I was introduced to cauliflower rice by a close and, at the time, trusted friend.
"Have you tried cauliflower rice? You can substitute it for rice in pretty much anything and it's only 25 calories per serving," she said.
Rice without calories? Yes, please. I was sold.
That week I bought myself my very own bag of miracle rice and I couldn't wait to try it.
I followed a simple fried rice recipe, only substituting loyal, delicious, inoffensive real rice for cauliflower rice in the expectation that this product was about to change my life for the better.
If you didn't get too close, the finished product looked just like a regular bowl of fried rice. Pleased with the aesthetic, I grabbed my spoon and dug in.

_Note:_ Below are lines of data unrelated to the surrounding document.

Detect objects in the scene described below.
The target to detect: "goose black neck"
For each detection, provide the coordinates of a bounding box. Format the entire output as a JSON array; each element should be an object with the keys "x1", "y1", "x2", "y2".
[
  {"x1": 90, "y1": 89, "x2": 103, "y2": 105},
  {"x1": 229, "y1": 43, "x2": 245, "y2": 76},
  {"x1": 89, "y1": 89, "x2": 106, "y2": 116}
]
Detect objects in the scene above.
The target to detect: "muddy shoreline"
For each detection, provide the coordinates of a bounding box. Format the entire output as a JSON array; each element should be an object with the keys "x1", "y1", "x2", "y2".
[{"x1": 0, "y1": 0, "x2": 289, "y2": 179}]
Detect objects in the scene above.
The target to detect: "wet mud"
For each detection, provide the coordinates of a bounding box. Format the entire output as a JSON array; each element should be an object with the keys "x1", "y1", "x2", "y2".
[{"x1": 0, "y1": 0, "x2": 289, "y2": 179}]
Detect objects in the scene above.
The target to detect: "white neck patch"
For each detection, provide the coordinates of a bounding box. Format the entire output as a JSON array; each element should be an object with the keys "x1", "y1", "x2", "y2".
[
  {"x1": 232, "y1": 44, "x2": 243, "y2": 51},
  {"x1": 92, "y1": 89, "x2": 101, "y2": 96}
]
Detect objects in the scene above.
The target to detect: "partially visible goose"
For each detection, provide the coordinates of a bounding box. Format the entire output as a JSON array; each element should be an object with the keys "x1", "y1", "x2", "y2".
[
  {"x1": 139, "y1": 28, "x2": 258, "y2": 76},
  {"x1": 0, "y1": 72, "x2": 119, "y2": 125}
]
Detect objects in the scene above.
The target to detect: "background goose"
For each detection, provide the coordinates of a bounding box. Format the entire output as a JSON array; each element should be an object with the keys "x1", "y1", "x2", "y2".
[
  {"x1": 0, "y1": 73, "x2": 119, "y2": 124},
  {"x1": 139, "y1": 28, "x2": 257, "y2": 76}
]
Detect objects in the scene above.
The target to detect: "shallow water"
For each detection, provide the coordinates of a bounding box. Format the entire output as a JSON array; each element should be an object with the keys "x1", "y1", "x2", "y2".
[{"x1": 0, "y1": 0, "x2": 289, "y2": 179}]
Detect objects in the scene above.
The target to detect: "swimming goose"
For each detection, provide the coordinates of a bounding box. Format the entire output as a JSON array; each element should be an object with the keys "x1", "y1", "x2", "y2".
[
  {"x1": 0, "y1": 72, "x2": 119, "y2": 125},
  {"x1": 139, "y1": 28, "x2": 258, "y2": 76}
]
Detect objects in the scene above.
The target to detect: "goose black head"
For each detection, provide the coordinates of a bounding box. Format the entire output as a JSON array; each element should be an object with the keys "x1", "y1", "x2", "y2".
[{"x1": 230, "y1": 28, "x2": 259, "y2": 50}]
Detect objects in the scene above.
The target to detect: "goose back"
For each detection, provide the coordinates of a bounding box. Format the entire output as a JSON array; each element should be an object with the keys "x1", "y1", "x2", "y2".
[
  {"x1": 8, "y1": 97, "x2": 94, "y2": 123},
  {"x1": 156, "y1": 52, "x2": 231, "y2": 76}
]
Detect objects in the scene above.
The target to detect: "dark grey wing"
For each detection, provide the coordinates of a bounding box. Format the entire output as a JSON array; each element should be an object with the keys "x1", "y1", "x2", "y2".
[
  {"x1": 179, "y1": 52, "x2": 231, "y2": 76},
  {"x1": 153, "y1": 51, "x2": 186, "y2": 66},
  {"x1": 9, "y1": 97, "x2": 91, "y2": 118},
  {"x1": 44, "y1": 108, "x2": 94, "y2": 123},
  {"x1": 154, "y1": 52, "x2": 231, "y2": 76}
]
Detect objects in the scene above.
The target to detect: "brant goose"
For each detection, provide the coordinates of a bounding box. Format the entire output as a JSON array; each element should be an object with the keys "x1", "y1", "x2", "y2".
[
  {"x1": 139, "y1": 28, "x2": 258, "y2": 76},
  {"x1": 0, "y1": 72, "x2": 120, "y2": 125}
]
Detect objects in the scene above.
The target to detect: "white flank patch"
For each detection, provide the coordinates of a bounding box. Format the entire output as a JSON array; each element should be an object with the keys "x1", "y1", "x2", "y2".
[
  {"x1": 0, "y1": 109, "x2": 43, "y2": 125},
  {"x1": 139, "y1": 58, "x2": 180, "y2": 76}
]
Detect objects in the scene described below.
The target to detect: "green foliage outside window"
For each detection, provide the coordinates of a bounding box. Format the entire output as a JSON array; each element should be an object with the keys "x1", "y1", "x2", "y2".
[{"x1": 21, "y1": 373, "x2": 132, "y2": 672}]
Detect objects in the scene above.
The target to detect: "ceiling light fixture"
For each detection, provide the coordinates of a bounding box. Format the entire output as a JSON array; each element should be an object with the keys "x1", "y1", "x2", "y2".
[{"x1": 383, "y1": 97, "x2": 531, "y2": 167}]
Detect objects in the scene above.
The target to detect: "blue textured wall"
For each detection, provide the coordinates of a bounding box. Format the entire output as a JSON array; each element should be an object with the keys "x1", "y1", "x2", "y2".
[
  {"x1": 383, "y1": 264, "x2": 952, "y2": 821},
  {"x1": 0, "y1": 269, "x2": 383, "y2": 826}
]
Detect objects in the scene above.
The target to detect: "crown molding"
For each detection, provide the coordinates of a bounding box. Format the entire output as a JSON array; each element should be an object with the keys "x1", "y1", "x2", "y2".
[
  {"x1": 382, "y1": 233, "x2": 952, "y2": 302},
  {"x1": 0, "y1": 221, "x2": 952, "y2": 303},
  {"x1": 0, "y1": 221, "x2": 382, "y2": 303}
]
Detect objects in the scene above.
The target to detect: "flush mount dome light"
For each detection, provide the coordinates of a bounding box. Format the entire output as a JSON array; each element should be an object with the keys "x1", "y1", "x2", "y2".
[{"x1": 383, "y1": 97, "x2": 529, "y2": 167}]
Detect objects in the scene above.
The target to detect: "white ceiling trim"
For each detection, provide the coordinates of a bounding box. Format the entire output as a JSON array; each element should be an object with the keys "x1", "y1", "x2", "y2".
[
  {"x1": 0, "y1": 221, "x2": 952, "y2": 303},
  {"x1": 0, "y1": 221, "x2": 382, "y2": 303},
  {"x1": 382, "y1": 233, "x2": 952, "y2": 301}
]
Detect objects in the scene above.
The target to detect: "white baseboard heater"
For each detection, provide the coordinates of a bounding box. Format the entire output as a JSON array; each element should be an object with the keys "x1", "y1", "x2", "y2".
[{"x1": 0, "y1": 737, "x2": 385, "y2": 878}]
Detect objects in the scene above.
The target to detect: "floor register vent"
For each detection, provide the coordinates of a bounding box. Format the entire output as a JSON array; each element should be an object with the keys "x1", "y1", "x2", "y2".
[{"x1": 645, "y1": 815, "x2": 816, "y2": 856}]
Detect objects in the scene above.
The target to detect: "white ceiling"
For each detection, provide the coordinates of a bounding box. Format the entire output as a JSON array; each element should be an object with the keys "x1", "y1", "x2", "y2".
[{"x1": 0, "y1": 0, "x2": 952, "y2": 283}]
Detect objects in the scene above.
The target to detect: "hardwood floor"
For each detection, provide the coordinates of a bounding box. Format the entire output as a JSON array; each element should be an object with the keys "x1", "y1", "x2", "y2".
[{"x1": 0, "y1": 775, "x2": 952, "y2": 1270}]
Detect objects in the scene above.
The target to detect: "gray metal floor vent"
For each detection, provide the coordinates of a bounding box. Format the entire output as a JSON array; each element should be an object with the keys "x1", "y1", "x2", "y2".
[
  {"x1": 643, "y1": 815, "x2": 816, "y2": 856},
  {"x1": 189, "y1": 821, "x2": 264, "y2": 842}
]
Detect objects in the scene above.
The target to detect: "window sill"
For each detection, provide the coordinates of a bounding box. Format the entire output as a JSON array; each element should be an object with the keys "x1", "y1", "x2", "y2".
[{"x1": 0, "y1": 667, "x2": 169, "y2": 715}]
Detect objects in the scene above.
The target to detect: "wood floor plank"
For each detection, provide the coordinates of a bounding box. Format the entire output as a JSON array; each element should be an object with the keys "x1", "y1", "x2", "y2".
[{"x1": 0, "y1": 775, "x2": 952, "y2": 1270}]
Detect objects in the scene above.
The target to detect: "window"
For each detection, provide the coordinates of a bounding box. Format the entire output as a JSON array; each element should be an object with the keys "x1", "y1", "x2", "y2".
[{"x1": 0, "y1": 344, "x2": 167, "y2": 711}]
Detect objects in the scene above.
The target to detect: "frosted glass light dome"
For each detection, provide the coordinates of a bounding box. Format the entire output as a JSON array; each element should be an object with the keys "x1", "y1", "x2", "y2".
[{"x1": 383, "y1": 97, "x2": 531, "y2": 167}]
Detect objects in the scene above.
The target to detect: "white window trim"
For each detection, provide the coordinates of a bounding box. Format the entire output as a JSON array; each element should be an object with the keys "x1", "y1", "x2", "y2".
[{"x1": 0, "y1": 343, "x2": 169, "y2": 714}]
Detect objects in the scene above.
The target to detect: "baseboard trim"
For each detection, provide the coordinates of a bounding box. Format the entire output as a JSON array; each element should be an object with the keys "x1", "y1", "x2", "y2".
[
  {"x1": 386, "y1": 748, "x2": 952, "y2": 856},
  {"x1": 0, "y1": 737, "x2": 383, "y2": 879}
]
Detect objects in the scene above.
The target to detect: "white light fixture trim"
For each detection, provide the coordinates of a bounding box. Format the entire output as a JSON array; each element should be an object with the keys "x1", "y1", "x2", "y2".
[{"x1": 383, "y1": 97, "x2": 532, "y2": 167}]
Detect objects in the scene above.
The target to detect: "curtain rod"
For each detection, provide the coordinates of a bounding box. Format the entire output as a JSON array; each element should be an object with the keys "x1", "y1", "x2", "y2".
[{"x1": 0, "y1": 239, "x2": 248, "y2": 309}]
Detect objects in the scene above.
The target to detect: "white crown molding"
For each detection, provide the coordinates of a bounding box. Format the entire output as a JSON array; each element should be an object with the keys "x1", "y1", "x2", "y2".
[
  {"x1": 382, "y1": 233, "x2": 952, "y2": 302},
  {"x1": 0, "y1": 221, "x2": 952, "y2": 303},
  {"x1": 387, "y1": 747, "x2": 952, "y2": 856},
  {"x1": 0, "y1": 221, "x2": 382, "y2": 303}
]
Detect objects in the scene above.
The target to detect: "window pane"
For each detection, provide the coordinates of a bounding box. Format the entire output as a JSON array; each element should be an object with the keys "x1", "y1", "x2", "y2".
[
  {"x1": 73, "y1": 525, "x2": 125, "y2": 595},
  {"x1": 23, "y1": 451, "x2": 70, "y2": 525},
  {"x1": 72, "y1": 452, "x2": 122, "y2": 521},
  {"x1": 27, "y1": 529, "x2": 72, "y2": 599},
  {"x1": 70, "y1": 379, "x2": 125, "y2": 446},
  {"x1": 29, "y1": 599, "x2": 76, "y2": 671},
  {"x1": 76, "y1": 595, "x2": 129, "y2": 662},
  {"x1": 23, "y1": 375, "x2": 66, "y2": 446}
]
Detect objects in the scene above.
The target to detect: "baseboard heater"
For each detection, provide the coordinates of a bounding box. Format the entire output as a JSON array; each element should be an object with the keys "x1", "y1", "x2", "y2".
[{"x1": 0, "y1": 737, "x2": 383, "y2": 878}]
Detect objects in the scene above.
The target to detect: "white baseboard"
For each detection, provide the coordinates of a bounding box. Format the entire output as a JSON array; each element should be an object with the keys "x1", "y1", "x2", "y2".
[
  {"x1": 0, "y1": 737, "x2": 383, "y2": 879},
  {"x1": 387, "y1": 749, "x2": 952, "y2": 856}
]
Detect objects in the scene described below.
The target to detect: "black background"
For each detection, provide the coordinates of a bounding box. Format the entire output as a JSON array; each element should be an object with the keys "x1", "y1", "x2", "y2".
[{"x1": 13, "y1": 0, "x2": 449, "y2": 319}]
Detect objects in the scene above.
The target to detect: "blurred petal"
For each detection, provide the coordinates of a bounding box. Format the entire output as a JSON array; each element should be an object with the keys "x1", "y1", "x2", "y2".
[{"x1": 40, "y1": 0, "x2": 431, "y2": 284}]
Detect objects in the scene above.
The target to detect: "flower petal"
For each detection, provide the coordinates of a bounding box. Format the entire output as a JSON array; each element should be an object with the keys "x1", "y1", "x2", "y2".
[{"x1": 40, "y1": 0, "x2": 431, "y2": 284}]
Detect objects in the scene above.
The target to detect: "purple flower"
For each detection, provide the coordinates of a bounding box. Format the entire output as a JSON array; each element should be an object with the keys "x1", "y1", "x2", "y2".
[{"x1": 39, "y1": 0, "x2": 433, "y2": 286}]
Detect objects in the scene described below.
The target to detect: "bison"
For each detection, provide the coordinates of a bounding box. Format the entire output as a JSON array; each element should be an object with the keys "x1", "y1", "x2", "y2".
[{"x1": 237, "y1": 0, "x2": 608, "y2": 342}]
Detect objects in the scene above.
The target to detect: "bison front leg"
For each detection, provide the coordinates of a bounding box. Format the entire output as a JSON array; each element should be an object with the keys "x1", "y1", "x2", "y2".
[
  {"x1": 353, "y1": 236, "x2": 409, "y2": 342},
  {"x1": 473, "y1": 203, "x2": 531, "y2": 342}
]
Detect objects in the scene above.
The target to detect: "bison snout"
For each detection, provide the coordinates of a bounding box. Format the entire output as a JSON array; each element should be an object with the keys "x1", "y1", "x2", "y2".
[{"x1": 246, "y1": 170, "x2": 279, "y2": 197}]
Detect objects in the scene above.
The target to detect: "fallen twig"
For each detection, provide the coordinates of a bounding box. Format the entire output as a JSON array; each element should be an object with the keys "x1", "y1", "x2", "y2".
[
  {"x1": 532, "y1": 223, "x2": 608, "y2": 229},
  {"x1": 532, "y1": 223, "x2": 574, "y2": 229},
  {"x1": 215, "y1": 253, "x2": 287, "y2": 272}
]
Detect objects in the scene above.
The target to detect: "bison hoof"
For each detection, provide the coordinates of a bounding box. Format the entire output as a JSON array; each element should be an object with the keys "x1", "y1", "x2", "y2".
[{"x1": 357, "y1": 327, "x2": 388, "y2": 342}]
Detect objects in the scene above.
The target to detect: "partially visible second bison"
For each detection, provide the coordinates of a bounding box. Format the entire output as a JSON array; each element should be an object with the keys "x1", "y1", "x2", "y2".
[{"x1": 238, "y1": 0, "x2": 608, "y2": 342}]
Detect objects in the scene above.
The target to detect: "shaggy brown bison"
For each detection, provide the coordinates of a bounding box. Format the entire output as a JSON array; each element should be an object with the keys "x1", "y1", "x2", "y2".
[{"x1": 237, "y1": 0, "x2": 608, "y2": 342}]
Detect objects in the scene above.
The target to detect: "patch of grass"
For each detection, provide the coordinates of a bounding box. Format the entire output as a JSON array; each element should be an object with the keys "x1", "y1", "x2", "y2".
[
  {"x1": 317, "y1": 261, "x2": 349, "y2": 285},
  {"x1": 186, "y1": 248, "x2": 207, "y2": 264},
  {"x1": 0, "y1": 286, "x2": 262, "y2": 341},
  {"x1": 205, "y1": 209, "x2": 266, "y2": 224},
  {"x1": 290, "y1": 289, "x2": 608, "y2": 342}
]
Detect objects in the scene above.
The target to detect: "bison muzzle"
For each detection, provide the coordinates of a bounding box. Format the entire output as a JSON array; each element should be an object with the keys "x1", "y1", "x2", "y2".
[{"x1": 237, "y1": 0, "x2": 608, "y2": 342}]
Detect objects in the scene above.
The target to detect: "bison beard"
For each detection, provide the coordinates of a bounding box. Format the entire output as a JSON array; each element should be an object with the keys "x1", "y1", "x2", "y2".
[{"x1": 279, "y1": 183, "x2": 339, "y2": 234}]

Was this a joke? Maybe I bought the wrong product, because this tasted straight up like cauliflower with soy sauce. Nothing, not even the texture reminded me faintly of rice.
I was mortified, disgusted, and most importantly, angry. This product truly had nothing to do with rice. It was essentially pre-chewed, full-funk cauliflower. I was furious that Trader Joe had let this happen to me.
I've tried cauliflower rice a few times since the incident, but I can't get past the bitter taste of deception. The kicker is, I actually like accurately labeled, good old fashioned cauliflower. But you know what I don't like? Liars.
Perhaps the only thing worse than the betrayal that I felt from the cauliflower rice is the fact that I betrayed honest rice in the process. It still breaks my heart to think about. You know what they say, we hurt the ones we love.
I've learned a valuable lesson: you can't just mash up whatever you want into small bits and call it "rice", it doesn't work that way (hey, broccoli, I see you all riced up now in the produce section trying this same sh*t).
If nothing else, I came out of this experience a little wiser. I can't blame myself; cauliflower rice was the Voldemort to my Peter Pettigrew and I stood no chance against its manipulative influence.